Le fondateur et l’interprète
Après le succès international de Peter Grimes qui procura à Britten l’aisance financière, son souci fut de préserver son indépendance. Il élut domicile à Aldeburgh et créa, en 1947, l’English Opera Group, une troupe à effectif réduit de chanteurs et d’instrumentistes. L’année suivante, avec Pears et Eric Crozier (librettiste de Peter Grimes et d’Albert Herring), il fonde le Festival d’Aldeburgh, dont la réputation n’allait cesser de croître, jusqu’à nos jours où il demeure florissant et va annexer des lieux voisins : une église à Orford pour les futurs Canticles et surtout les Church Parables ; puis d’anciennes malteries à Snape, à quelques kilomètres, qui deviennent le Snape Maltings Concert Hall, à l’acoustique exceptionnelle.Ces deux fondations sont à la base de l’élaboration de l’opéra de chambre : ouvrages aux dimensions conformes à l’usage mais conçus pour un effectif réduit permettant au compositeur d’exploiter les sonorités spécifiques de chaque pupitre au lieu de les noyer dans la masse orchestrale ou chorale et d’obtenir ainsi une précision propre à resserrer la vis dramatique et harmonique. De cette conception naîtront des opéras marquants, mais non encore créés au sein du Festival : The Rape of Lucretia ("Le Viol de Lucrèce"), opéra de la souillure odieuse mais aussi de la rédemption (Glyndebourne, 1946, qui vit les débuts éphémères de Kathleen Ferrier à la scène) ; Albert Herring, mêmes lieux, en 1947, d’un comique amer (moins que Le Rosier de Mme Husson de Maupassant, dont il s’inspire), mais laissant transparaître la promesse d’une émancipation salvatrice. Le chef-d’œuvre reste sans conteste The Turn of the Screw ("Le Tour d’écrou"), d’après l’angoissante nouvelle de Henry James (Venise, 1954). Opéra de toutes les ambiguïtés : le fantastique, la perversité d’enfants aux apparences angéliques, de la pédophilie, dont Britten fut victime et qui affleure par ailleurs, et platoniquement, dans sa vie. Le tout par des variations qui frayent avec le sérialisme triomphant.

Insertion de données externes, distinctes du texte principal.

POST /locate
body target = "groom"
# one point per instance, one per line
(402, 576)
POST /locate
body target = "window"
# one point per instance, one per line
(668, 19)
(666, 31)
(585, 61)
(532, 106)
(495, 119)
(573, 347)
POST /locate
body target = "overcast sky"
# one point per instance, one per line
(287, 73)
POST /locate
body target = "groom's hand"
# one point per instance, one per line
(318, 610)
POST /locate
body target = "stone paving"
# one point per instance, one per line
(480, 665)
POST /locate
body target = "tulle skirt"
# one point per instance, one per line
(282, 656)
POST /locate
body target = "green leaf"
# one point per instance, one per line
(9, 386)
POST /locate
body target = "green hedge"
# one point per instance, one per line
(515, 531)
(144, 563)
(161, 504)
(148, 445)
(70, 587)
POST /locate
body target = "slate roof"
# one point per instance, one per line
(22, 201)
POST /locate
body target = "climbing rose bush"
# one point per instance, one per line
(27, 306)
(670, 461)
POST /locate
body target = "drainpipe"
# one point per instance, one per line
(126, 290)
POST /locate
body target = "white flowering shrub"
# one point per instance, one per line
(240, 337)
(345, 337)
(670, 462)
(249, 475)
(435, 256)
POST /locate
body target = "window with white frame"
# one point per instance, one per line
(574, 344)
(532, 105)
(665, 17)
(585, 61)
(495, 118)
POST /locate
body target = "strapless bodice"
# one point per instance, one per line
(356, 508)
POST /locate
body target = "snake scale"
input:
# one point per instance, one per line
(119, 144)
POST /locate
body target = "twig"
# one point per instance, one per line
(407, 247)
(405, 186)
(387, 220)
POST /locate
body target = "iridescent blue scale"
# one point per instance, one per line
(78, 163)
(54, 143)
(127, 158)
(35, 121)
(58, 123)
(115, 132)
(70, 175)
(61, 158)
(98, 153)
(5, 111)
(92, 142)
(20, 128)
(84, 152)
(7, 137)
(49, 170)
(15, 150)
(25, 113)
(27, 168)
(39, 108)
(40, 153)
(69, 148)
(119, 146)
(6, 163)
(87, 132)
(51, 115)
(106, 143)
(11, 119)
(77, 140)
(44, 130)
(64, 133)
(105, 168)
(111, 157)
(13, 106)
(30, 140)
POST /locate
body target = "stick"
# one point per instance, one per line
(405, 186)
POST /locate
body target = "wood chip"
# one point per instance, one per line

C’est aussi à cause du festival que Britten dut, malgré lui, se mettre à la direction d’orchestre, ce qu’il fit avec brio, comme l’attestent les enregistrements de ses œuvres mais aussi de Mozart, Elgar, Schumann, Chostakovitch… De même en tant que pianiste, dans l’accompagnement de ses cycles de mélodies ou de ceux de Schubert et dans sa collaboration avec Mstislav Rostropovitch ou Sviatoslav Richter.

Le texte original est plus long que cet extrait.